Can someone provide proof for this passage from The Bitcoin Standard?

The following is a passage from The Bitcoin Standard:

A similar story happened with the aggry beads used as money for centuries in western Africa. The history of these beads in western Africa is not entirely clear, with suggestions that they were made from meteorite stones, or passed on from Egyptian and Phoenician traders. What is known is that they were precious in an area where glassmaking technology was expensive and not very common, giving them a high stock-to-flow ratio, making them salable across time. Being small and valuable, these beads were salable across scale, because they could be combined into chains, necklaces, or bracelets; though this was far from ideal, because there were many different kinds of beads rather than one standard unit. They were also salable across space as they were easy to move around. In contrast, glass beads were not expensive and had no monetary role in Europe, because the proliferation of glassmaking technology meant that if they were to be utilized as a monetary unit, their producers could flood the market with them—in other words, they had a low stock-to-flow ratio.

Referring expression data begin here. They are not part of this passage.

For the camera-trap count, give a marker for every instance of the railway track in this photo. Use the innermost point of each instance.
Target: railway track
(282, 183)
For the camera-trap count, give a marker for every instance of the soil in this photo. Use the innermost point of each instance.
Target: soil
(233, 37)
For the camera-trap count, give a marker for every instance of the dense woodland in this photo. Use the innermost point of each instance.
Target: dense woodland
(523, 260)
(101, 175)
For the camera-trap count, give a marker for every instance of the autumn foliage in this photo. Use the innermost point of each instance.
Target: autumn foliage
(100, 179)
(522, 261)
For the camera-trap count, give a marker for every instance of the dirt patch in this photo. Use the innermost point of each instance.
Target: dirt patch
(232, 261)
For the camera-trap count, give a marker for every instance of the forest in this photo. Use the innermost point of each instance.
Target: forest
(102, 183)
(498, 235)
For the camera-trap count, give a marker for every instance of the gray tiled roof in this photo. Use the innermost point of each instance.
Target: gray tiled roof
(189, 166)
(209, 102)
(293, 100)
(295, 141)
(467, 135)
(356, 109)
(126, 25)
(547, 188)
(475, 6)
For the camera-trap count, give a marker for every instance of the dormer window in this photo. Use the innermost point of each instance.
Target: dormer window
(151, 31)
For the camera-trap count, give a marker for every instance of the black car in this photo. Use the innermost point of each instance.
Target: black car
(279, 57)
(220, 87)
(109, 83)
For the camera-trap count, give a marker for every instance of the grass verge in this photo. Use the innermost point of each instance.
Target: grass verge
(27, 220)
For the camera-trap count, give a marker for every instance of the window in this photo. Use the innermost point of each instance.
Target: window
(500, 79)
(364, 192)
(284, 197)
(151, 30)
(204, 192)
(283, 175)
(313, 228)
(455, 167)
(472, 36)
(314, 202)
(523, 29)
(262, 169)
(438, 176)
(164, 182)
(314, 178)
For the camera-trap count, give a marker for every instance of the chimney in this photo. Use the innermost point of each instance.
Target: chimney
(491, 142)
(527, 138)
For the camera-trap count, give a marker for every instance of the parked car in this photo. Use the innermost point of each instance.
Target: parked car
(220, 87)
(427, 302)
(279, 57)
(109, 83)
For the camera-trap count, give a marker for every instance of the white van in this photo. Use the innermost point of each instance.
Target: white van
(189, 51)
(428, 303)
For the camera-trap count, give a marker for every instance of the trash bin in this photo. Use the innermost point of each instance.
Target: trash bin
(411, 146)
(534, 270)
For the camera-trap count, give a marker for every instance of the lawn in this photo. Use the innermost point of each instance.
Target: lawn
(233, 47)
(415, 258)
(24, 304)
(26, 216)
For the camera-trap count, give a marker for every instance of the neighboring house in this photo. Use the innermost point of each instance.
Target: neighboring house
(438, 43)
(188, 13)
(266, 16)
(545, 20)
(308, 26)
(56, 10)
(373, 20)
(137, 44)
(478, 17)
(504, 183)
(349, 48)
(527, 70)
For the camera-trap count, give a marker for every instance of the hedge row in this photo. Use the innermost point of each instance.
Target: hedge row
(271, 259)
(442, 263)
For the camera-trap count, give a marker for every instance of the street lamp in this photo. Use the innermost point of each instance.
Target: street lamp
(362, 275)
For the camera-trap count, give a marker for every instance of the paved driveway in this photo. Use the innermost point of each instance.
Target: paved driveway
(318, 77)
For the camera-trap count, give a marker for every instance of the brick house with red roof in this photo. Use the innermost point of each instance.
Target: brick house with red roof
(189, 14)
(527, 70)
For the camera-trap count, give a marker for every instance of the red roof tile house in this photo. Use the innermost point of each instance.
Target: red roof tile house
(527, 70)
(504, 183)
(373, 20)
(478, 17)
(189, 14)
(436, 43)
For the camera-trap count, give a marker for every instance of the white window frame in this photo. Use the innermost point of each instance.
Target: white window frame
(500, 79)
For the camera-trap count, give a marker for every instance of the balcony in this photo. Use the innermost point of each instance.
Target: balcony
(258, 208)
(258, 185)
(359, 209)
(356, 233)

When European explorers and traders visited West Africa in the six- teenth century, they noticed the high value given to these beads and so started importing them in mass quantities from Europe. What followed was similar to the story of O’Keefe, but given the tiny size of the beads and the much larger size of the population, it was a slower, more covert process with bigger and more tragic consequences. Slowly but surely, Europeans were able to purchase a lot of the precious resources of Africa for the beads they acquired back home for very little.2 European incur- sion into Africa slowly turned beads from hard money to easy money, destroying their salability and causing the erosion of the purchasing power of these beads over time in the hands of the Africans who owned them, impoverishing them by transferring their wealth to the Europeans, who could acquire the beads easily. The aggry beads later came to be known as slave beads for the role they played in fueling the slave trade of Africans to Europeans and North Americans. A one-time collapse in the value of a monetary medium is tragic, but at least it is over quickly and its holders can begin trading, saving, and calculating with a new one. But a slow drain of its monetary value over time will slowly transfer the wealth of its holders to those who can produce the medium at a low cost. This is a lesson worth remembering when we turn to the discussion of the soundness of government money in the later parts of the book.

I tried finding proof for this detailing of how events unfolded, but can't seem to find a definitive agreed-upon source. I want to know whether this is Saifedean's interpretation of events to fit his narrative, or whether this is based on truths. Does anyone have anthropological proof?